How it works
A single-phase cycloconverter uses two anti-parallel thyristor groups — positive and negative converters — each firing at a controlled angle α to synthesise a low-frequency output waveform from segments of the input supply. For a three-phase input and three-phase output, nine thyristor groups (3 phases × 3 output phases × positive/negative groups = 36 thyristors in the non-circulating current type) are used. Output voltage: Vo = Vs·cos α, varied by changing α. The maximum output frequency is limited to about one-third of the input frequency (≈ 16–17 Hz from 50 Hz supply) to maintain acceptable output waveform quality with low harmonic distortion.

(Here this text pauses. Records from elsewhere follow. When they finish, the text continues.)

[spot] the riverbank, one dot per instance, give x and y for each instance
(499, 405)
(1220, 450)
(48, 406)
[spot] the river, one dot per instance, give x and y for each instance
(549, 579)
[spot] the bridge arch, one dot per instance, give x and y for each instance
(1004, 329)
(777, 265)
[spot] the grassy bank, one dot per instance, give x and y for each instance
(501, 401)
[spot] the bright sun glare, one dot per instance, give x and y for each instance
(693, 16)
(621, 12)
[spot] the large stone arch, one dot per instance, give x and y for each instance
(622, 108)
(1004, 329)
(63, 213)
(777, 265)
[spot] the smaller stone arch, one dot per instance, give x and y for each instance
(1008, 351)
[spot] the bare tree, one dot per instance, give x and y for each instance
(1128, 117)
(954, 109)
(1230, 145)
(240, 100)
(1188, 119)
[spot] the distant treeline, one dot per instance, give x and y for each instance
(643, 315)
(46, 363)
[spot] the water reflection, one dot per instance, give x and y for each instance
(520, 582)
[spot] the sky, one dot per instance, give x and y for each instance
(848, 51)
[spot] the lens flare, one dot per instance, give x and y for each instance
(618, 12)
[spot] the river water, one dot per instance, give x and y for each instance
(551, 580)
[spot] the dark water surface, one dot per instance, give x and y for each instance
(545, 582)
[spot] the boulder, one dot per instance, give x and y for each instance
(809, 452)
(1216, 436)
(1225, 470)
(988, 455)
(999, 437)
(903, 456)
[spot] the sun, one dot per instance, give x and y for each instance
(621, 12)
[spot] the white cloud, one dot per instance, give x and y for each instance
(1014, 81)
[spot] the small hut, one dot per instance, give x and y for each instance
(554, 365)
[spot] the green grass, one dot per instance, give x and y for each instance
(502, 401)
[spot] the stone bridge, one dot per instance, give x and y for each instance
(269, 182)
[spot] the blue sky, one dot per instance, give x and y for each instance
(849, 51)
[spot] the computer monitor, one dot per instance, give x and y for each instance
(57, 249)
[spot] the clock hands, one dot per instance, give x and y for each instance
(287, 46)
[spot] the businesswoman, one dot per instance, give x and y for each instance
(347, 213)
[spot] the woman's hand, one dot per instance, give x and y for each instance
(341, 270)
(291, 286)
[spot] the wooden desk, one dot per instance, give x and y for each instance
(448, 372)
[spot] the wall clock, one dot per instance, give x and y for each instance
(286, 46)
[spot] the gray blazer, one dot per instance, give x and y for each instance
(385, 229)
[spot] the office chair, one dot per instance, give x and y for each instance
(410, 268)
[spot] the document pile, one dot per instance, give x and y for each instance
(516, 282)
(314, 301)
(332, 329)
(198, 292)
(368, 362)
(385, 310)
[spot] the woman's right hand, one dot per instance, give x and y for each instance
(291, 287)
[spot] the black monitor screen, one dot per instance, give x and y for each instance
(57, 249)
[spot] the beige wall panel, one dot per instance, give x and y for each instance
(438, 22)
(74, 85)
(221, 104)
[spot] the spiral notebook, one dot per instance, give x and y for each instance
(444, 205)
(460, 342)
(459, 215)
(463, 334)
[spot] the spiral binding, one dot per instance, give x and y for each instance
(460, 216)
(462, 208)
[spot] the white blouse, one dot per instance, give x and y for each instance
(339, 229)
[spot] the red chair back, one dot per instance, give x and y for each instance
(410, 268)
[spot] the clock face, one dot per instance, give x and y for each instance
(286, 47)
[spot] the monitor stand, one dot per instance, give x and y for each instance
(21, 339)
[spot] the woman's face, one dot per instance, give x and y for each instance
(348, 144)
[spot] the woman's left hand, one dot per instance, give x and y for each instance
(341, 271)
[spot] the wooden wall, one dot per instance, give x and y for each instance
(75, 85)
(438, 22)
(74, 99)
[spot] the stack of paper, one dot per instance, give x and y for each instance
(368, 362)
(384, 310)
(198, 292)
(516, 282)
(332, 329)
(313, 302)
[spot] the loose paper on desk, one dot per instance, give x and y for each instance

Circulating current type cycloconverters allow simultaneous conduction of both converter groups through a centre-tapped reactor, enabling smoother transitions.
Key points to remember
The key limitation — output frequency less than about 0.4× input frequency — means cycloconverters are unsuitable for general-purpose variable-speed drives requiring frequencies above 20–25 Hz. They excel in low-speed, high-torque applications: rolling mill drives, ship propulsion, and Scherbius drives for large slip-ring motors. Natural commutation (line commutation) using thyristors means cycloconverters can handle very high power levels that IGBTs cannot match. Four-quadrant operation (motoring and regenerating in both directions of rotation) is inherent because both positive and negative converter groups are always present. Harmonic spectrum of cycloconverter output is complex, requiring large input filters and causing input power factor to be poor, especially at light load.
Exam tip
The examiner always asks you to state the maximum output frequency limitation of a cycloconverter and explain why it exists — answer that the output frequency must be below 1/3 to 1/2 of input frequency to allow complete output cycles to be formed from input voltage segments without distortion.